With an eye for the extraordinary that is as keen as his understanding of the everyday, Patrick French builds a compelling narrative of the social and economic revolutions that are transforming India in fundamental ways. Beginning with an account of how the union was conceived and put together – when India took “a gamble on democracy”, he examines the astonishing shift from rigid socialism to unbridled capitalism, the continuing empowerment of the Dalit and lower castes, the anxieties of secular India’s large Muslim minority and the rise of violence in the conduct of the state and among those it neglects or suppresses.

4. Book: “The Big Bookshelf”; Written by Sunil Sethi; Published by Penguin-Books India; Priced at Rs.350

The writer captures literary giants, including Nobel laureates and Booker Prize winners; internationally acclaimed historians, biographers and philosophers; authors of best-selling thrillers, novels and travel books; and brilliant young trendsetters in this anthology.

Their conversations with Sunil Sethi, the host of “Just Books”, in turn, are reflective and incisive, witty and poignant, but always candid and intimate, as they provide rare insights into their inner lives and engagement with the world they inhabit. Each voice in this diverse collection is original, distinctive and revealing, as they cover the wide terrain of life and literature.

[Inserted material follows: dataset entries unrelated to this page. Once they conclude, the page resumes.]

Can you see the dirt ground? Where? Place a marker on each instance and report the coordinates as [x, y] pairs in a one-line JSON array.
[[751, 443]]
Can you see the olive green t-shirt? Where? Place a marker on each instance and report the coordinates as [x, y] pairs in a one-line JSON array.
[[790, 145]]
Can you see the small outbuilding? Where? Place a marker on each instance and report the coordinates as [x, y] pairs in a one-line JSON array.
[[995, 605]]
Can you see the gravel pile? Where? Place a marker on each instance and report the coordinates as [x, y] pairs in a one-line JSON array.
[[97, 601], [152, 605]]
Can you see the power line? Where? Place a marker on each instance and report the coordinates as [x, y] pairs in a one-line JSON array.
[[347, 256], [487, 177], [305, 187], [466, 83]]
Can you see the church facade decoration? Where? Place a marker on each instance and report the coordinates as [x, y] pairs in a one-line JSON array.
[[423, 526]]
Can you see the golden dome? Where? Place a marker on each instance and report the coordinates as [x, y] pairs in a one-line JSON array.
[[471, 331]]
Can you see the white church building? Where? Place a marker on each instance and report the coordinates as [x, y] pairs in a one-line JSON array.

5. Book: “The Inner Circle”; Written by Brad Meltzar; Published by Hachette; Priced at Rs.1,229

Beecher White, a young archivist, spends his days working with the most important documents of the US government. He has always been the keeper of other people’s stories, but never a part of the story himself. Until now.

When Clementine Kaye, Beecher’s first childhood crush, shows up at the National Archives asking for his help tracking down her long-lost father, Beecher tries to impress her by showing her the secret vault where the United States president privately reviews classified documents. When they accidentally happen upon a priceless artefact – a 200-year-old dictionary that once belonged to George Washington, Beecher and Clementine find themselves entangled in a web of deception, conspiracy, and murder.